Он стоял на воющем сквозняке пустынного ночного перрона под грязной и безлунной стеклянной крышей вокзала. А по ночам пустынные вокзалы — это край света, вымерший, бессмысленный и пустой. Пустой, пустой, пустой. Но если ты пойдешь дальше, ты пропал.

Тогда ты пропал. Ибо у тьмы страшный голос. От тьмы не спасешься, миг — и она тебя одолела. Она на тебя нападает, вооруженная воспоминанием об убийстве, совершенном тобою. Или чаянием убийства, которое ты совершишь завтра. И она растит крик в тебе: неслыханный рыбий крик, крик одинокого зверя, загубленного собственным морем. Этот крик рвет на части твое лицо, испещряет его промоинами, полными страха и опасности, так что другие шарахаются от тебя. Так нем ужасный темный крик одинокого зверя в родимом море. Он прибывает, как полная вода, рокочет, бушует, как прибой. Шипит гибельно, как пена.

Он стоял на краю света. Дуговые фонари, холодные и белые, безжалостно оголяли все кругом. Но за ними вырастала устрашающая тьма. Не было черноты более черной, чем тьма вокруг белых фонарей по ночному пустынного перрона.

— У тебя, кажется, сигареты есть, — сказала девушка с губами, слишком красными на бледном лице.

— Да, — отвечал он, — найдутся.

— Почему же ты не идешь со мною? — прошептала она совсем близко.

— А зачем? — отвечал он.

— Ты же не знаешь, какова я, — крутилась она вокруг него.

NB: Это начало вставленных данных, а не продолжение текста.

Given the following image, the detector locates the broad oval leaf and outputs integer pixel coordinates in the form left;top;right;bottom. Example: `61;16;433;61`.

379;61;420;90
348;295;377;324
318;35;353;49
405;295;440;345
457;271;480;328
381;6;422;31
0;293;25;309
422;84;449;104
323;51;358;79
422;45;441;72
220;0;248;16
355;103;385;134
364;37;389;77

— Знаю, — отвечал он, — как все.

— Ты жираф, долговязый, упрямый жираф! Ты ведь даже не знаешь, какой у меня вид.

— Голодный, — сказал он, — раздетый и размалеванный, как у всех.

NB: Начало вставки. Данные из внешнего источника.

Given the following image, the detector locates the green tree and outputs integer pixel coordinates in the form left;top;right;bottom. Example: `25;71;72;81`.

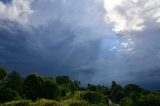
0;68;7;81
81;91;103;104
5;71;23;94
0;88;20;103
110;81;125;103
136;93;160;106
87;84;97;91
42;79;60;100
120;97;134;106
56;76;71;85
125;84;143;96
23;73;45;101
70;80;80;95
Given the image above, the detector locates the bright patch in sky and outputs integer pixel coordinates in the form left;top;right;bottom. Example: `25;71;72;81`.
104;0;160;32
0;0;32;24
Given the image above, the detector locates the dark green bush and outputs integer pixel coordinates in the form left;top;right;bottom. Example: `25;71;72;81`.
136;93;160;106
120;97;134;106
81;91;102;104
0;88;20;103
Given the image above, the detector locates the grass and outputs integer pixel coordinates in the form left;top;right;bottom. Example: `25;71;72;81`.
0;99;95;106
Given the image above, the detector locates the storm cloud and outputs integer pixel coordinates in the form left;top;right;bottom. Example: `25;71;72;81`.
0;0;160;89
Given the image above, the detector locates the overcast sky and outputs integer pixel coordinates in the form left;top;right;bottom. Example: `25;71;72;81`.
0;0;160;89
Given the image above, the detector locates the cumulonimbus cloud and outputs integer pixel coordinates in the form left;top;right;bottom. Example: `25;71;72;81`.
0;0;33;24
104;0;160;32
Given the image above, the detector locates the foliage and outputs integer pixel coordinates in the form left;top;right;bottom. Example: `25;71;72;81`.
0;88;20;103
61;99;90;106
124;84;143;96
56;76;71;85
0;68;7;80
67;100;89;106
1;100;32;106
23;73;45;101
34;99;60;106
87;84;97;91
120;97;134;106
5;71;23;94
0;68;160;106
135;93;160;106
42;79;60;100
23;74;60;101
110;81;125;103
81;91;103;104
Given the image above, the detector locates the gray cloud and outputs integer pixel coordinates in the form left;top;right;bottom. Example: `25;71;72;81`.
0;0;160;89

— Ты долговязый и глуповатый, слышишь, жираф, — прохихикала она еще ближе, — и все-таки ты милый. И сигареты у тебя есть. Пойдем, мальчик, ночь на дворе.

Тогда он взглянул на нее и рассмеялся.

— Ладно, — сказал он, — ты получишь сигареты, а я тебя поцелую. Ну, а если я дотронусь до твоего платья, что тогда?

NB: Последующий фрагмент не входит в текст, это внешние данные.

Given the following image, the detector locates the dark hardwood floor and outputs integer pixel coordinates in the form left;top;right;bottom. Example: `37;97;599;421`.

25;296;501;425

— Тогда я покраснею, — сказала она, и ее ухмылка показалась ему пошлой.

Товарный поезд загорланил на путях. И внезапно замолк. Скупой свет от огонька последнего вагона медленно рассеялся впотьмах. Кряхтя, охая, спотыкаясь — мимо.

И он пошел с ней.

Потом были руки, лицо, губы. Но все лица истекают кровью, думал он, кровь сочится изо рта, а все руки держат ручные гранаты. Но тут он почувствовал запах косметики, и ее рука сжала его худую руку повыше локтя.

Раздался стон, упала стальная каска.

— Ты умираешь, — крикнул он.

— Умирать? Это бы еще куда ни шло, — вскрикнула она.

И снова надвинула на лоб каску. Ее темные волосы тускло блестели.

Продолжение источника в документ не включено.